Y quizás también nosotros nos la hacemos ahora. O peor todavía, porque puede ocurrir que nosotros ni nos las hacemos. Permanecemos impávidos, instalados y cómodos en nuestra zona de confort que, a pesar de nuestras emociones y compasión, decidimos quedarnos, estar al calor de lo seguro, del Egipto esclavizador, pero con el estomago lleno.
No nos atrae el desierto, la inquietud, la pregunta, el riesgo, el camino, la confianza... Nos jugamos nuestro gozo y eternidad a la peor carta, el inmovilismo y la desidia. Se apaga nuestra fe, aunque permanece nuestra confianza dormida y subyugada por los apegos y las comodidades. Por eso necesitamos desierto y penitencia.

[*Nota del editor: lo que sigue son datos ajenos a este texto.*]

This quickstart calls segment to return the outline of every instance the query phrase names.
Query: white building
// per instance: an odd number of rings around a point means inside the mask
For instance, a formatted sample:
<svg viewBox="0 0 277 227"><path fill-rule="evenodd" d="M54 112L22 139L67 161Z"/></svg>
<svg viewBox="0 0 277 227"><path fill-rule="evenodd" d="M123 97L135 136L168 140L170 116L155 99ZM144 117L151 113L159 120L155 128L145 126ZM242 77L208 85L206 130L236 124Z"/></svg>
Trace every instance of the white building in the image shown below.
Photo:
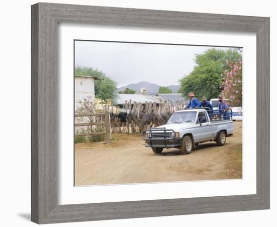
<svg viewBox="0 0 277 227"><path fill-rule="evenodd" d="M80 106L79 102L84 98L91 97L91 100L94 103L95 94L94 92L94 81L97 77L86 76L75 76L75 109Z"/></svg>

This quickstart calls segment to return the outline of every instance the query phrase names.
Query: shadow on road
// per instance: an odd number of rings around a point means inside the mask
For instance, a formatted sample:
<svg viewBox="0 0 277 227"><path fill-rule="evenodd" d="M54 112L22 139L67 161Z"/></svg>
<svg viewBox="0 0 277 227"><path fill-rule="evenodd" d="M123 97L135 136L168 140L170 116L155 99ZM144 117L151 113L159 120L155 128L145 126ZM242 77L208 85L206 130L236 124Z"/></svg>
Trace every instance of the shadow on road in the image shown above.
<svg viewBox="0 0 277 227"><path fill-rule="evenodd" d="M203 149L207 148L209 147L217 147L217 144L216 143L207 143L202 144L199 144L196 146L196 147L194 148L192 151L192 153L194 152L197 152L197 151L201 151ZM153 154L155 155L156 154ZM165 149L163 151L162 153L160 154L162 156L174 156L174 155L182 155L183 154L181 153L181 151L179 149L174 149L172 150L172 148L169 150Z"/></svg>

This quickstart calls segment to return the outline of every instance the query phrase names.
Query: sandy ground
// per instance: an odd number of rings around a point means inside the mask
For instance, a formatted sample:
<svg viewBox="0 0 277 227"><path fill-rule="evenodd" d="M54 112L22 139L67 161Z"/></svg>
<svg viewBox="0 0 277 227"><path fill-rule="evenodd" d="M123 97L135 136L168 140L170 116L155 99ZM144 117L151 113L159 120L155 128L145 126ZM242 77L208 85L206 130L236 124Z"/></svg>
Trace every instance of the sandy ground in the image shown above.
<svg viewBox="0 0 277 227"><path fill-rule="evenodd" d="M110 145L75 145L75 185L241 178L242 122L223 146L199 144L191 153L175 148L161 154L145 147L140 135L113 134Z"/></svg>

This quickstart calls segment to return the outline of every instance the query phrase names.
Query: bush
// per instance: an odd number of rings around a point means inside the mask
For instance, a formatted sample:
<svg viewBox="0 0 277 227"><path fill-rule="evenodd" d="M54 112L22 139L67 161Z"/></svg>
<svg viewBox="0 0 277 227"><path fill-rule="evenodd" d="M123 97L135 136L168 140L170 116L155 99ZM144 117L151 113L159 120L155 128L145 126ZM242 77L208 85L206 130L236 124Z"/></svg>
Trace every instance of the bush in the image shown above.
<svg viewBox="0 0 277 227"><path fill-rule="evenodd" d="M87 138L85 136L77 136L74 138L74 143L85 143Z"/></svg>

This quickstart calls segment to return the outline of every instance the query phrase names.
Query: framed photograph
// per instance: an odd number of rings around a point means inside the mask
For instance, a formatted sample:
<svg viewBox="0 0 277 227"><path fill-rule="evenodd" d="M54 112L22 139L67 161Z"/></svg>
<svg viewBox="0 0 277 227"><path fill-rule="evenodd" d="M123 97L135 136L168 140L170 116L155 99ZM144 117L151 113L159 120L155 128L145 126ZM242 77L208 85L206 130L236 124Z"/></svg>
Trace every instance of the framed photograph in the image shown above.
<svg viewBox="0 0 277 227"><path fill-rule="evenodd" d="M31 219L269 208L269 19L31 7Z"/></svg>

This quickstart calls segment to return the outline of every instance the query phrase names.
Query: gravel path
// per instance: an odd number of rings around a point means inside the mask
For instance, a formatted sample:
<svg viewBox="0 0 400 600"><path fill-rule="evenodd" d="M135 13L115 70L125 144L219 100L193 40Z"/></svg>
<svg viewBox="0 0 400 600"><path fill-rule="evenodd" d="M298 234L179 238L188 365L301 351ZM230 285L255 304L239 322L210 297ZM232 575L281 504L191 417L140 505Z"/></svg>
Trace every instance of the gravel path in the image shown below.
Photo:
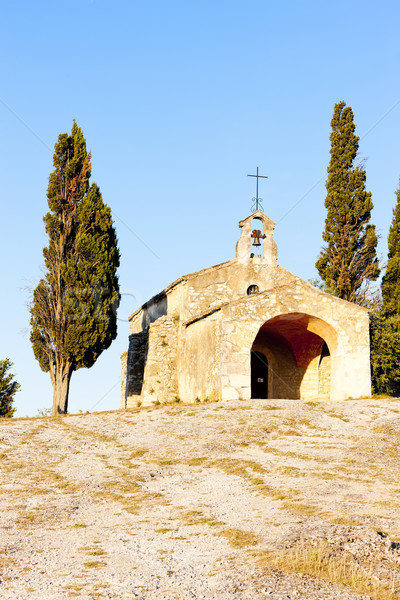
<svg viewBox="0 0 400 600"><path fill-rule="evenodd" d="M399 415L252 400L2 420L0 598L399 597Z"/></svg>

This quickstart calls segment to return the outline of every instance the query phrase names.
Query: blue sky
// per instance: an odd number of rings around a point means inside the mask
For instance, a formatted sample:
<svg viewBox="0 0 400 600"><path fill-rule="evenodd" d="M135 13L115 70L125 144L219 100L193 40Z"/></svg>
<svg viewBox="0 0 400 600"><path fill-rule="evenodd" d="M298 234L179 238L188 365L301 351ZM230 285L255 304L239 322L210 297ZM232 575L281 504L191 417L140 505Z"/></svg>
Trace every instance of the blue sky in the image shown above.
<svg viewBox="0 0 400 600"><path fill-rule="evenodd" d="M383 259L400 176L396 1L4 1L0 7L0 357L17 416L51 406L29 342L57 136L75 118L121 251L118 337L74 373L70 410L119 405L128 315L180 275L234 256L257 166L282 266L322 244L330 120L353 108Z"/></svg>

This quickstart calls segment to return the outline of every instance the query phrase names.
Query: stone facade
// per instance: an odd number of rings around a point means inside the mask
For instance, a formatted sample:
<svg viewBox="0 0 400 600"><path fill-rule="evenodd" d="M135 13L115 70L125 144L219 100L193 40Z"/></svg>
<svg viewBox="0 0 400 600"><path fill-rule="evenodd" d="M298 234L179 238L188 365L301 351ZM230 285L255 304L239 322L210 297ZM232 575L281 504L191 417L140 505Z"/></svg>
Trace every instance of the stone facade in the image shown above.
<svg viewBox="0 0 400 600"><path fill-rule="evenodd" d="M274 226L261 211L240 221L235 259L181 277L130 317L121 407L370 395L368 312L280 267Z"/></svg>

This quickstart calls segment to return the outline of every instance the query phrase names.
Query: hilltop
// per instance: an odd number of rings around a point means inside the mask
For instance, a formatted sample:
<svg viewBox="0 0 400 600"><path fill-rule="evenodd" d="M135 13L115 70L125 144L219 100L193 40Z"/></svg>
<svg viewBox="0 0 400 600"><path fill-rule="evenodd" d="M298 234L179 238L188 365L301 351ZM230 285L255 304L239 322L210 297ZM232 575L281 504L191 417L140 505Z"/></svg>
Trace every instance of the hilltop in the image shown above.
<svg viewBox="0 0 400 600"><path fill-rule="evenodd" d="M248 400L0 421L0 596L394 598L399 414Z"/></svg>

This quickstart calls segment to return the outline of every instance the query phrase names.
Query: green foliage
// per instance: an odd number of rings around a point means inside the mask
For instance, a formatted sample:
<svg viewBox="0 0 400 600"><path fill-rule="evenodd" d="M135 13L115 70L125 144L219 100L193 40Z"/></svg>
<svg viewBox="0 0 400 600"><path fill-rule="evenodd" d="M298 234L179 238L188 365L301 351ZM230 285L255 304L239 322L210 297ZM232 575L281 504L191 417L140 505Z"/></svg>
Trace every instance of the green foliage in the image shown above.
<svg viewBox="0 0 400 600"><path fill-rule="evenodd" d="M400 187L388 238L388 264L382 279L383 309L386 315L400 315Z"/></svg>
<svg viewBox="0 0 400 600"><path fill-rule="evenodd" d="M353 111L345 102L335 105L331 121L331 159L326 182L326 242L316 267L326 291L363 303L366 287L379 276L377 236L369 224L373 208L365 189L366 174L355 166L359 138Z"/></svg>
<svg viewBox="0 0 400 600"><path fill-rule="evenodd" d="M31 342L50 372L53 412L66 412L72 372L91 367L117 334L119 251L111 210L89 183L91 157L75 122L71 135L59 135L53 163L46 272L33 293Z"/></svg>
<svg viewBox="0 0 400 600"><path fill-rule="evenodd" d="M400 315L381 308L370 322L371 377L376 394L400 396Z"/></svg>
<svg viewBox="0 0 400 600"><path fill-rule="evenodd" d="M15 413L12 403L20 389L20 384L14 381L14 375L9 373L12 362L8 358L0 360L0 417L10 418Z"/></svg>

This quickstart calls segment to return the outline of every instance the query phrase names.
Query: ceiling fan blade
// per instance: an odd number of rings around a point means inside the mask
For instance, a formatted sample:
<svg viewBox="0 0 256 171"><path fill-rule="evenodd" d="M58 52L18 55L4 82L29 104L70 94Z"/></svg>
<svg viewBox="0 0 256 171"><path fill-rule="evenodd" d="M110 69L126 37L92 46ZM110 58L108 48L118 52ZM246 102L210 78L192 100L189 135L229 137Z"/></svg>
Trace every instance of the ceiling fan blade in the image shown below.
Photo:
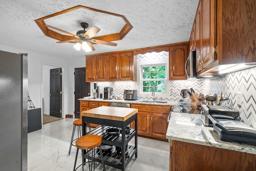
<svg viewBox="0 0 256 171"><path fill-rule="evenodd" d="M80 41L79 40L64 40L63 41L60 41L57 42L56 43L78 43Z"/></svg>
<svg viewBox="0 0 256 171"><path fill-rule="evenodd" d="M87 43L88 43L88 45L89 45L90 47L91 48L91 49L92 50L92 51L93 51L94 50L95 50L95 49L94 48L94 47L93 47L93 46L92 46L92 44L91 43L91 42L88 42Z"/></svg>
<svg viewBox="0 0 256 171"><path fill-rule="evenodd" d="M97 39L91 39L91 42L94 43L104 44L105 45L112 46L116 46L117 44L113 43L110 42L107 42L104 40L98 40Z"/></svg>
<svg viewBox="0 0 256 171"><path fill-rule="evenodd" d="M94 26L90 28L84 35L86 38L90 38L94 36L100 30L98 27Z"/></svg>
<svg viewBox="0 0 256 171"><path fill-rule="evenodd" d="M76 38L79 38L79 37L78 36L77 36L75 34L72 34L72 33L70 33L69 32L66 32L66 31L62 30L59 29L58 29L58 28L56 28L56 27L52 27L52 26L49 26L49 25L45 25L45 26L46 26L46 27L48 27L49 28L52 28L52 29L56 30L59 31L60 32L62 32L63 33L66 33L67 34L69 34L70 35L76 37Z"/></svg>

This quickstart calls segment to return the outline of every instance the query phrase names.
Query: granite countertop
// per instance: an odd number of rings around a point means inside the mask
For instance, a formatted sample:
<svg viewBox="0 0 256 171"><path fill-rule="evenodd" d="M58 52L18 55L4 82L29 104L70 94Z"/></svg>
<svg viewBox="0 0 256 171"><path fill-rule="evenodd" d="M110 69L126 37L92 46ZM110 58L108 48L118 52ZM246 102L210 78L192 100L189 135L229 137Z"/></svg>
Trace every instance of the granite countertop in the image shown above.
<svg viewBox="0 0 256 171"><path fill-rule="evenodd" d="M166 138L256 154L256 146L220 140L212 127L205 127L198 114L172 112Z"/></svg>
<svg viewBox="0 0 256 171"><path fill-rule="evenodd" d="M148 103L141 101L141 100L125 100L124 99L93 99L92 98L82 98L79 99L79 100L86 100L89 101L100 101L106 102L116 102L116 103L134 103L134 104L145 104L154 105L173 105L177 104L177 102L174 101L167 101L166 103Z"/></svg>

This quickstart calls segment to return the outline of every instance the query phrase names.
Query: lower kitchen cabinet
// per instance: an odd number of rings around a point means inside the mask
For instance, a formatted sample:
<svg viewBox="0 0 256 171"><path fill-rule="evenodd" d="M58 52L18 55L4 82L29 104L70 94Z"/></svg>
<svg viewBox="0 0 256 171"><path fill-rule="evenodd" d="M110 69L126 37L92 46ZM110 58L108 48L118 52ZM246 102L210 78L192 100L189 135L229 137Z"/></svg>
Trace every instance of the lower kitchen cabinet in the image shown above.
<svg viewBox="0 0 256 171"><path fill-rule="evenodd" d="M109 106L109 102L102 102L94 101L86 101L85 100L80 101L80 119L82 119L81 112L90 109L94 109L100 106ZM94 123L90 124L91 127L96 127L100 126L99 125Z"/></svg>
<svg viewBox="0 0 256 171"><path fill-rule="evenodd" d="M138 109L138 135L167 141L166 134L168 127L167 118L171 106L131 104L131 108ZM134 122L130 124L134 127Z"/></svg>
<svg viewBox="0 0 256 171"><path fill-rule="evenodd" d="M170 171L255 171L256 155L170 140Z"/></svg>

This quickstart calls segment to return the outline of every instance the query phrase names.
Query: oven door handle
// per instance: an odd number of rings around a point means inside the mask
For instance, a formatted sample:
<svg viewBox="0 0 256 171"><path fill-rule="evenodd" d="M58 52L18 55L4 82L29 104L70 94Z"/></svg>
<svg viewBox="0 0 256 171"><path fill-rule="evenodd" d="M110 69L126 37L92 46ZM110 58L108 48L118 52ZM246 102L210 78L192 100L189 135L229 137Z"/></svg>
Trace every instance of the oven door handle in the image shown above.
<svg viewBox="0 0 256 171"><path fill-rule="evenodd" d="M168 118L167 118L167 123L169 123L170 121L170 119L171 117L171 114L172 113L172 112L171 111L170 113L169 113L169 115L168 116Z"/></svg>

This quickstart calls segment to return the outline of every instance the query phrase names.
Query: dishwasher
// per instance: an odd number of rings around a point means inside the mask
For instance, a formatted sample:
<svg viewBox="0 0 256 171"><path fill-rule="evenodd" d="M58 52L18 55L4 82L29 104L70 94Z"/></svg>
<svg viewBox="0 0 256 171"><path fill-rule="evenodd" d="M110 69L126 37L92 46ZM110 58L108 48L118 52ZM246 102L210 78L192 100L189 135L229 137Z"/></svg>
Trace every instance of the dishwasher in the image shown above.
<svg viewBox="0 0 256 171"><path fill-rule="evenodd" d="M125 103L110 102L110 106L130 108L130 103Z"/></svg>

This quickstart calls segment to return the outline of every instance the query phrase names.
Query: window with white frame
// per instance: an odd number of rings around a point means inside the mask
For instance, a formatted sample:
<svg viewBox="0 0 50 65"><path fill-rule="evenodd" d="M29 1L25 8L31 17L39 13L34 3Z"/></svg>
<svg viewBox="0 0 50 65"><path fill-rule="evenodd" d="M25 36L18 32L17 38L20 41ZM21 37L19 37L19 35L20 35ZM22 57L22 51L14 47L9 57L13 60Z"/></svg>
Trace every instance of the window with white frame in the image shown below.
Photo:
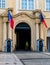
<svg viewBox="0 0 50 65"><path fill-rule="evenodd" d="M21 9L22 10L34 10L34 0L22 0Z"/></svg>
<svg viewBox="0 0 50 65"><path fill-rule="evenodd" d="M46 0L46 11L50 11L50 0Z"/></svg>
<svg viewBox="0 0 50 65"><path fill-rule="evenodd" d="M0 8L5 8L5 0L0 0Z"/></svg>

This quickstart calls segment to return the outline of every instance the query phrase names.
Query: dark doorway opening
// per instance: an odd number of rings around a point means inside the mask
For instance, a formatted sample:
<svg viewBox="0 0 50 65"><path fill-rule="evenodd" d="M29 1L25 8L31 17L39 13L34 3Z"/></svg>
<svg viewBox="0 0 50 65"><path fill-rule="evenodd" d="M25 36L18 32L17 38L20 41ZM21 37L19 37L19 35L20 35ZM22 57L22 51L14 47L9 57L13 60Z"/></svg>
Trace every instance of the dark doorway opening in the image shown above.
<svg viewBox="0 0 50 65"><path fill-rule="evenodd" d="M16 50L31 50L31 29L28 24L20 23L16 26Z"/></svg>

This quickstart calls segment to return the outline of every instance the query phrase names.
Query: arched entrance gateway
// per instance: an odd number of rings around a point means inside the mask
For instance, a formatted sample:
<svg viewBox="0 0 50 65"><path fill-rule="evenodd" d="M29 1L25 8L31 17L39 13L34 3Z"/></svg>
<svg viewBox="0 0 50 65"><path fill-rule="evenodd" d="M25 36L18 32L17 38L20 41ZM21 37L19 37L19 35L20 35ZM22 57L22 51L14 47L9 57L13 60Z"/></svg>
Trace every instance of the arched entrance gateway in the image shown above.
<svg viewBox="0 0 50 65"><path fill-rule="evenodd" d="M19 23L15 27L16 50L31 50L31 28L27 23Z"/></svg>

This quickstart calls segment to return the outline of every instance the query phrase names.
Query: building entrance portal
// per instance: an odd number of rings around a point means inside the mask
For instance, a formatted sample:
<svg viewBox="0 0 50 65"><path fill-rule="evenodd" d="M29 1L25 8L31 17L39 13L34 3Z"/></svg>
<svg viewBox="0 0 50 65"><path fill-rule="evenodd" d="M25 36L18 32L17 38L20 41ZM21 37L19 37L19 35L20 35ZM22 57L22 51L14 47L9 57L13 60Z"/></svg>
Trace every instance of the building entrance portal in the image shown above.
<svg viewBox="0 0 50 65"><path fill-rule="evenodd" d="M31 30L28 24L20 23L15 28L16 33L16 50L31 49Z"/></svg>

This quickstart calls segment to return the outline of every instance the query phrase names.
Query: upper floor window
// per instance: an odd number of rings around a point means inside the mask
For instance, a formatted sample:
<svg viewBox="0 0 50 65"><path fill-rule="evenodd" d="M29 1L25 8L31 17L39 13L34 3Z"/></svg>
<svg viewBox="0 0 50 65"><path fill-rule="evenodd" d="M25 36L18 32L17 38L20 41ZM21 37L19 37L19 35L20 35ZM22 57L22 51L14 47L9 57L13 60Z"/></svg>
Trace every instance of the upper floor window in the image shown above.
<svg viewBox="0 0 50 65"><path fill-rule="evenodd" d="M5 0L0 0L0 8L5 8Z"/></svg>
<svg viewBox="0 0 50 65"><path fill-rule="evenodd" d="M46 0L46 11L50 11L50 0Z"/></svg>
<svg viewBox="0 0 50 65"><path fill-rule="evenodd" d="M22 0L21 8L23 10L34 10L34 0Z"/></svg>

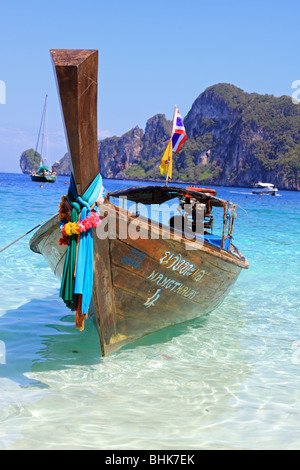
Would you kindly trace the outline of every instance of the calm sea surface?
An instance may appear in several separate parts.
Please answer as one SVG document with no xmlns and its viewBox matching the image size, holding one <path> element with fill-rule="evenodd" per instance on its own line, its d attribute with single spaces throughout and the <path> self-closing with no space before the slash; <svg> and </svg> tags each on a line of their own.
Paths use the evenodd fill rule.
<svg viewBox="0 0 300 470">
<path fill-rule="evenodd" d="M 57 212 L 67 181 L 0 173 L 0 249 Z M 0 254 L 0 449 L 300 449 L 300 193 L 216 189 L 239 205 L 250 269 L 204 319 L 105 359 L 30 236 Z"/>
</svg>

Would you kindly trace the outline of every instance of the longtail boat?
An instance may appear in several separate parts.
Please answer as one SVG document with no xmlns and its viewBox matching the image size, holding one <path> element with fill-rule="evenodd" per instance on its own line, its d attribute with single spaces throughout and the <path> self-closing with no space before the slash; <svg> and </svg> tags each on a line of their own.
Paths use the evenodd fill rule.
<svg viewBox="0 0 300 470">
<path fill-rule="evenodd" d="M 56 181 L 56 173 L 53 170 L 53 167 L 50 170 L 49 167 L 46 165 L 47 158 L 44 157 L 43 155 L 44 141 L 45 141 L 45 125 L 46 125 L 46 116 L 47 116 L 47 102 L 48 102 L 48 95 L 46 95 L 46 98 L 45 98 L 45 104 L 44 104 L 43 113 L 42 113 L 40 130 L 38 133 L 36 148 L 34 152 L 34 157 L 36 157 L 38 153 L 37 150 L 38 150 L 39 141 L 40 141 L 40 134 L 42 131 L 40 165 L 37 170 L 32 170 L 32 172 L 30 173 L 31 180 L 36 181 L 38 183 L 55 183 Z"/>
<path fill-rule="evenodd" d="M 30 247 L 61 281 L 76 326 L 83 328 L 87 313 L 95 320 L 105 356 L 211 312 L 249 264 L 232 243 L 236 207 L 214 190 L 157 184 L 105 193 L 97 149 L 98 53 L 50 52 L 72 175 L 59 214 Z M 221 216 L 219 235 L 214 211 Z"/>
</svg>

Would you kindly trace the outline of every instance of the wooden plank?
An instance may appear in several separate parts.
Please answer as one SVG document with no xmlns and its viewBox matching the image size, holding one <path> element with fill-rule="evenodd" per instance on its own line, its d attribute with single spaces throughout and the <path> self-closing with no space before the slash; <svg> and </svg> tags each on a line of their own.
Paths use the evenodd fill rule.
<svg viewBox="0 0 300 470">
<path fill-rule="evenodd" d="M 99 173 L 97 147 L 98 51 L 51 50 L 77 192 Z"/>
</svg>

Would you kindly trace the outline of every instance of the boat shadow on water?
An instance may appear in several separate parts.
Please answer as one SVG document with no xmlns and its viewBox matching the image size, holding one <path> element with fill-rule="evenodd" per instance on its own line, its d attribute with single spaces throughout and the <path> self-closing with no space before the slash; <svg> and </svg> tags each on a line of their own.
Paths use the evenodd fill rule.
<svg viewBox="0 0 300 470">
<path fill-rule="evenodd" d="M 121 354 L 125 349 L 167 343 L 187 333 L 191 327 L 203 327 L 206 321 L 207 317 L 202 317 L 170 326 L 124 345 L 114 354 Z M 0 377 L 23 387 L 45 386 L 30 378 L 30 373 L 93 366 L 105 360 L 101 357 L 98 332 L 92 318 L 86 321 L 83 331 L 76 329 L 74 314 L 69 314 L 57 294 L 46 299 L 33 299 L 17 309 L 8 310 L 0 318 L 0 343 Z"/>
</svg>

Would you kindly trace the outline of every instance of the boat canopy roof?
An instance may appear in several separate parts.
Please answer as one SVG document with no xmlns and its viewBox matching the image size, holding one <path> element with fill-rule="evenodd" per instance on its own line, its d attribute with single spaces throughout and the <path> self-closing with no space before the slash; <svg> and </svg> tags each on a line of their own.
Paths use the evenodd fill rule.
<svg viewBox="0 0 300 470">
<path fill-rule="evenodd" d="M 177 186 L 137 186 L 132 188 L 114 191 L 108 197 L 126 197 L 130 201 L 142 204 L 162 204 L 166 201 L 186 196 L 193 197 L 202 204 L 211 202 L 213 206 L 223 207 L 224 204 L 232 203 L 223 201 L 209 193 L 193 191 L 191 189 L 179 188 Z"/>
</svg>

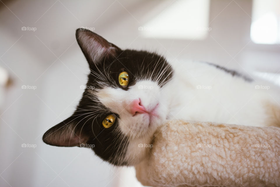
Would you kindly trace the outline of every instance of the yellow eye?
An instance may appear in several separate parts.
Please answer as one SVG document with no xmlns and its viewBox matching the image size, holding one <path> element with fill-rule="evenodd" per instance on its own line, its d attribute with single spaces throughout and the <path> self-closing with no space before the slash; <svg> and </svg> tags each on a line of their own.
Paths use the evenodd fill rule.
<svg viewBox="0 0 280 187">
<path fill-rule="evenodd" d="M 102 125 L 104 128 L 107 129 L 113 125 L 116 119 L 114 114 L 108 115 L 102 122 Z"/>
<path fill-rule="evenodd" d="M 119 75 L 119 83 L 120 85 L 124 88 L 126 88 L 128 84 L 129 81 L 129 76 L 127 72 L 126 71 L 121 72 Z"/>
</svg>

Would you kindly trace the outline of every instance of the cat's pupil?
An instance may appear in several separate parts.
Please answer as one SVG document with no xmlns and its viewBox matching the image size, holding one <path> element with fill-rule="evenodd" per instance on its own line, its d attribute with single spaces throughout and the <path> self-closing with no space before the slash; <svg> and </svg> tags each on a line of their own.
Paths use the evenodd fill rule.
<svg viewBox="0 0 280 187">
<path fill-rule="evenodd" d="M 106 119 L 106 120 L 109 123 L 112 123 L 112 121 L 110 121 L 109 119 Z"/>
</svg>

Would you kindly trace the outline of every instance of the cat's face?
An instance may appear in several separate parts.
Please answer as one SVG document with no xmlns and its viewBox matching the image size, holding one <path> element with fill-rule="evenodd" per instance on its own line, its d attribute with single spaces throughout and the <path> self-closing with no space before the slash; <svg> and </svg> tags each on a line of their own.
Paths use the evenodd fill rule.
<svg viewBox="0 0 280 187">
<path fill-rule="evenodd" d="M 172 69 L 162 57 L 122 50 L 101 37 L 78 29 L 78 43 L 90 72 L 73 115 L 45 134 L 46 143 L 90 147 L 118 165 L 133 165 L 147 154 L 169 103 L 162 91 Z"/>
</svg>

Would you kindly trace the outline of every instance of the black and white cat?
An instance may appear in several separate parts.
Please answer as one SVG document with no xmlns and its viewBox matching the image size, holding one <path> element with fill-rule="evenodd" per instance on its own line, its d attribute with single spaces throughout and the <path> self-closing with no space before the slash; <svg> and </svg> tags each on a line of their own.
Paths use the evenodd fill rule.
<svg viewBox="0 0 280 187">
<path fill-rule="evenodd" d="M 73 115 L 45 133 L 46 143 L 94 145 L 104 160 L 133 165 L 148 151 L 139 145 L 150 143 L 168 120 L 280 126 L 280 98 L 272 86 L 256 89 L 261 83 L 253 79 L 205 63 L 171 65 L 90 31 L 78 29 L 76 37 L 90 69 L 87 86 Z"/>
</svg>

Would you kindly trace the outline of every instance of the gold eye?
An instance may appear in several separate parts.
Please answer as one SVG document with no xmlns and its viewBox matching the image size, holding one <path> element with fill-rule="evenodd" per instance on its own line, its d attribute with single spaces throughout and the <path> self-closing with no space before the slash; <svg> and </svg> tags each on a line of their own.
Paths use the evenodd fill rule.
<svg viewBox="0 0 280 187">
<path fill-rule="evenodd" d="M 102 122 L 102 125 L 104 128 L 107 129 L 113 125 L 116 120 L 116 116 L 114 114 L 108 115 Z"/>
<path fill-rule="evenodd" d="M 126 88 L 129 82 L 129 76 L 126 71 L 121 72 L 119 75 L 119 83 L 124 88 Z"/>
</svg>

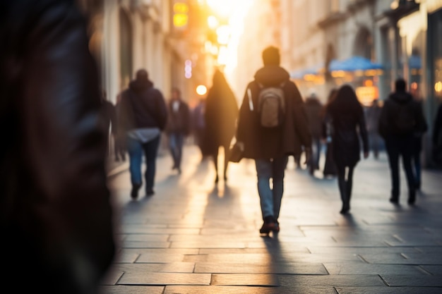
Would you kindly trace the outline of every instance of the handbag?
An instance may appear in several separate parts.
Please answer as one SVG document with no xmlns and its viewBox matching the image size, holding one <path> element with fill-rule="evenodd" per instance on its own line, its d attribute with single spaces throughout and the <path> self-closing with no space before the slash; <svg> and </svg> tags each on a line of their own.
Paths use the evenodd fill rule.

Pidamos la Gracia de ponernos en camino, de no mirar hacia atrás, de poder a la tentación del placer, de lo fácil y cómodo. Pidamos la Gracia de experimentar el verdadero amor, que nace del desprendimiento de uno mismo, de la disponibilidad de entregarse, del tomar, bendecir, repartir y compartir. Pidamos la Gracia de sabernos pequeños, pobres, inservibles para amar, siervos de poca valía, pero grandes en y por la Gracia del Señor, y, por Ella, capaces de amar y ser amados.
Nace la esperanza, porque mañana, a la madrugada, nuestro corazón sentirá el impulso de que el Espíritu Santo estará dentro de nosotros para hacer realidad todas esas inquietudes que nos impulsarán en el camino hacia la Casa del Padre.